Non giocare al «Picco» è anti sportivo

Punto primo. In un mondo di operatori mediamente sospetti, per colpevole che fosse il presidente Preziosi fu ingiustificabile l'impietosità del massacro sancito dalla giustizia sportiva a disdoro del Grifone. Quei 3 punti di penalizzazione in aggiunta alla retrocessione in C1 puzzavano di persecuzione.
Punto secondo. Lo Spezia non c'entra niente. Ha tutto il diritto di giocare al meglio il proprio campionato. All'andata è venuto a Marassi, ha perso, è stata una delle poche giornate di buon calcio di questo campionato. Ora ha tutto il diritto di giocare al Picco il match di ritorno. Pretendere che vada altrove - non c'è Prefettura che tenga! - è come voler cancellare l'ultimo briciolo di sportività esistente nell'inquinato mondo della pedata. A motivo di sicurezza preventiva, le Autorità potrebbero soltanto far slittare la data del match. Si minacci pure l'esodo oceanico, se è questo che si vuole.
Punto terzo. I biglietti disponibili erano 9.100, 1.400 dei quali la quota spettante ai genoani. Ogni genoano in più che si mettesse in viaggio senza biglietto alla volta della Spezia metterebbe seriamente in pericolo il futuro della propria squadra del cuore. Sarebbe impossibile entrare al Picco, e il momento è tale da sconsigliare la gita da Genova alla Spezia, magari per fare shopping, proprio nel giorno del match di ritorno Spezia-Genoa. Eventuali disordini in città verrebbero fatti duramente pagare - ci potete giurare - sia al Genoa sia allo Spezia, beffardamente a vantaggio dei più pronti ad approfittarne fra gli inseguitori.

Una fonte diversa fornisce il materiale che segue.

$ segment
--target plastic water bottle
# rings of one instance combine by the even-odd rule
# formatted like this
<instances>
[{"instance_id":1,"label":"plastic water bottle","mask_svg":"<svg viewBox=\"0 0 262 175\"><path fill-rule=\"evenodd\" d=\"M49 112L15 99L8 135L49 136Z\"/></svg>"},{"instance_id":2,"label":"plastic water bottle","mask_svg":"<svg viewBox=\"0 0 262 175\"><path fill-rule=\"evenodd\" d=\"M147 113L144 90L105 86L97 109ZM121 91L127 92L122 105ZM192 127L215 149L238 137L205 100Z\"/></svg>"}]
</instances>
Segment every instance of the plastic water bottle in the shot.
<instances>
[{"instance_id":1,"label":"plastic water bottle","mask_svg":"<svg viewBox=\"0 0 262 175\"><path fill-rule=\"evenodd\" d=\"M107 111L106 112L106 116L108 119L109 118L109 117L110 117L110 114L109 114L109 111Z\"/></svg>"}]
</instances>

Punto quarto. In 28 turni di campionato il Genoa ha raccolto sul campo 8 punti in più dello Spezia. È dunque sensibilmente più forte. Dopo la parentesi grigia dell'ultimo Vavassori, povera vittima da stress infinito, Perotti sta ridando fiducia alla squadra. Vi ho detto venerdì scorso che gli 0-0 di Giulianova e Pavia erano buoni. Aggiungevo: si abbia fiducia che Perotti riesca a migliorare il complesso di match in match. Si batta dunque il San Marino e si vada a vincere alla Spezia, come è possibile e anzi probabile. A quel punto, fine dei patemi. E cuori e cervelli sintonizzati sulla prossima stagione. Lo dico a partire dal genoano numero 1.401: ci saremo mica bevuti il cervello per voler mettere a rischio - mortale - un traguardo che è lì dietro l'angolo!
Ramo Sampdoria, se i punti in classifica fossero 35 anziché 37 ci sarebbe da farsela addosso, visto l'andazzo. Perdendo malamente con l'Ascoli, perdendo giocando bene e mangiandosi 4 gol a Siena sullo 0-0, perdendo giocando al meglio con Juve e Inter e perdendo per pura fatalità col Palermo, era destino che si finisse in pasto alla sindrome di Stoccolma: Lazio nemica di sempre, fammi male che ci godo. Se siamo qui, di chi è la colpa? Trenta per cento della Società, che dopo aver fatto lodevolmente 30 sotto tutti i profili non ha fatto 31 sotto quello sportivo consegnandosi l'estate scorsa a scommesse ardite (Falcone e Bazzani convalescenti a rischio) e non facendo un piccolo sforzo in più a gennaio.
Trenta per cento imputabile alla jella: Falcone, Bazzani, Mingozzi, Bonazzoli, Palombo, Sala, Castellini, Tonetto, Gasbarroni, Diana e dintorni, personalmente non ho mai visto niente di simile in 45 anni di professione. Venti per cento dei giocatori: non tutti hanno comunque dato il massimo sempre. Dieci per cento di Novellino: qualche recupero affrettato e qualche incomprensione lo hanno fregato. Dieci per cento degli arbitri: sarà un caso, ma da quando Garrone ha tuonato non solo non s'è più visto un rigore a favore (2 nettissimi su Flachi, contro Juve e Palermo, sono costati altrettanti cartellini gialli di Trefoloni e Ayroldi a Flachi, già persecutoriamente espulso da Rocchi contro l'Ascoli…), ma spesso ci si è trovati col campo in salita.
E ora? Che il Cagliari, il cielo e Novellino (Walter, pancia in dentro e petto in fuori!) ce la mandino buona.